Nobody likes bureaucracy. Letters, invoices, mortgage, car, rent, etc. I’m also somebody who doesn’t like paper. Storing it and searching in piles of it. Please no! Also I don’t like this “story” section of any blog post, so I’ll get to it.
I’ve written a handy bash script to scan documents, correct them and process with OCR.
So this to work properly you need to install iscanimage
, imagemagick
and tesseract
. Also using the amazing zathura
to open it for inspection.
pages=${2:-1}
crop_geometry=2400x3480+0+0
skew=0
deborder_cmd=(-fuzz 10% -fill white -draw "color 2540,3500 floodfill" )
for (( i=1; i<=$pages; i++ ))
do
echo $i
scanimage --format tiff --resolution 300 > "/tmp/scan$i.tiff"

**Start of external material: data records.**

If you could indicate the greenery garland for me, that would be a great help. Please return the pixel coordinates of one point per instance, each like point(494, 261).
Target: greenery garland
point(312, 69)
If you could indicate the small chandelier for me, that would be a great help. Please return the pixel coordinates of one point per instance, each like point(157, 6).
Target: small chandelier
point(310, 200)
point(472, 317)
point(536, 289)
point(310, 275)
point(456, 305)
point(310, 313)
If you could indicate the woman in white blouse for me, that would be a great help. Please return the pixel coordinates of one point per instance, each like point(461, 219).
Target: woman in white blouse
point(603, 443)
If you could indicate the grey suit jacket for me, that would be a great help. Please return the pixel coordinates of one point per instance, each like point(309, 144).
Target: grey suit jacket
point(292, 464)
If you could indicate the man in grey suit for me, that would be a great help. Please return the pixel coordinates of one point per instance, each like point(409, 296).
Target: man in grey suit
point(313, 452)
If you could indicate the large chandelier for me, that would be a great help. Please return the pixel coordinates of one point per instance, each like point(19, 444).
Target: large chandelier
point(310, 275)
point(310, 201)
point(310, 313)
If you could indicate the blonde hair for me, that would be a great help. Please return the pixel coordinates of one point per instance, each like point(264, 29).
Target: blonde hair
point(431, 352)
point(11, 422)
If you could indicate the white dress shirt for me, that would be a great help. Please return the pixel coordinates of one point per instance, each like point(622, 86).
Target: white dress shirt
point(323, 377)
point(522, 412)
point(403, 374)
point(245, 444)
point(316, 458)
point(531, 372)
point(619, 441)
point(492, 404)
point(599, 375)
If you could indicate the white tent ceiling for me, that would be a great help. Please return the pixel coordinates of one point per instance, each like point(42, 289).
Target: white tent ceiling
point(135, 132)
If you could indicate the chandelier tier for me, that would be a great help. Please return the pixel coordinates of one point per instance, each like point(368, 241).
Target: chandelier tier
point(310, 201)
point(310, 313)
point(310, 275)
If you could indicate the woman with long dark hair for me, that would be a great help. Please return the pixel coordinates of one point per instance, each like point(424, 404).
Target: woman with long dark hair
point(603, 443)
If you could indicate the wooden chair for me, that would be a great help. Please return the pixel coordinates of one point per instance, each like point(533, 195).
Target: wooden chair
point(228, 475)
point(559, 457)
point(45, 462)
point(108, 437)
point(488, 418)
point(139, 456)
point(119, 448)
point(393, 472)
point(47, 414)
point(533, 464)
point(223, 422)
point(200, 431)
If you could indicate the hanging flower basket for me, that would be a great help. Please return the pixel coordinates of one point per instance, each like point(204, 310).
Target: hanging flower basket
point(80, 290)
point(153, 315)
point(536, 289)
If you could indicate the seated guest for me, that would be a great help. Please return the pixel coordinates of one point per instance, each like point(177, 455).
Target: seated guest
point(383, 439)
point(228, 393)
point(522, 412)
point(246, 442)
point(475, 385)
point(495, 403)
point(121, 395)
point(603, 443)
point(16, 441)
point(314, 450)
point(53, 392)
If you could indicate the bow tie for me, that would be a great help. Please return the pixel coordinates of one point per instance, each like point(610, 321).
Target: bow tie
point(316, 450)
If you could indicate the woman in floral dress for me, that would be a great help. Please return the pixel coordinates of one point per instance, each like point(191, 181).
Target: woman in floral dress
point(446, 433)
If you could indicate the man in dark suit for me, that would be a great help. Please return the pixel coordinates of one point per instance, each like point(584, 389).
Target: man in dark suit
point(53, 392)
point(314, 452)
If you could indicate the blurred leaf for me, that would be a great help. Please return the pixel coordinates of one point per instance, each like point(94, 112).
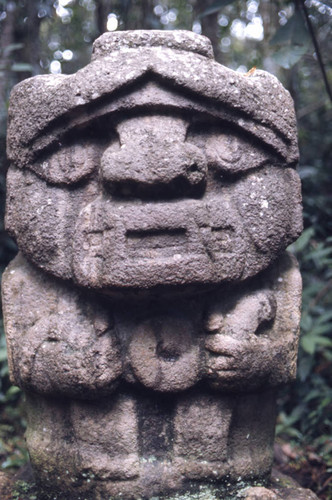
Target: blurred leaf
point(287, 56)
point(12, 47)
point(293, 39)
point(303, 241)
point(20, 67)
point(215, 7)
point(294, 32)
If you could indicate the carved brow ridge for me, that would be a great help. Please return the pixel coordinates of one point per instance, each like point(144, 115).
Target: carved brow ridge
point(111, 104)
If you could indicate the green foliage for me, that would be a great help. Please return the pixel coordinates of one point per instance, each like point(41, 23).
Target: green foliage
point(305, 408)
point(293, 41)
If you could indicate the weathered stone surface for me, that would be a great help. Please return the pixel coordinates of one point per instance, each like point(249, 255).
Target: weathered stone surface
point(152, 312)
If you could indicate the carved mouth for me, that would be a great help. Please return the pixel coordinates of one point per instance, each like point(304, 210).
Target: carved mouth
point(156, 242)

skew=`convert -quiet /tmp/scan$i.tiff \
-crop $crop_geometry \
+repage \
-level 10%,80%,1 \
-monochrome \
"pnm:-" | pamtilt`
skew=`perl -e "if (abs($skew)>0.1 && abs($skew)<3.0) { print (- $skew) } else { print 0 }"`
convert /tmp/scan$i.tiff \
-background white \
-rotate $skew \
+matte "${deborder_cmd[@]}" \
-level 10%,80%,1 \
-crop $crop_geometry \
+repage \
+matte \
-format tiff \
/tmp/scan_converted$i.tiff
done
tiffcp /tmp/scan_converted*.tiff /tmp/scan_merged.tiff
tesseract /tmp/scan_merged.tiff - pdf > $1.pdf
rm /tmp/scan*
zathura $1.pdf
Save this somewhere in $PATH
(don’t forget to chmod +x
). And then calling it is easy. Just add a filename and how many pages it will be:
$ scan mortgage_`$date -I` 4
This will scan four pages and save it as mortgage_<CURRENT_DATE>.pdf
.
OK, you might ask, this solves the “piles of paper problem”, but how do I search in this mess? Easy just use my (quickly put together, poorly documented) smart little cli tool: pdfq.
Install it using go install git.sr.ht/~ghost08/pdfq@latest
. Then navigate to your scan pile directory and create a index:
$ pdfq index
pdfq
uses bleve for a fulltext search index and searching documents is easy:
$ pdfq search mortgage
/home/vlado/scanpile/mortgage_20220214.pdf
/home/vlado/scanpile/mortgage_20220321.pdf
Managing bureaucracy with some hacking, linux and open source is a breeze :)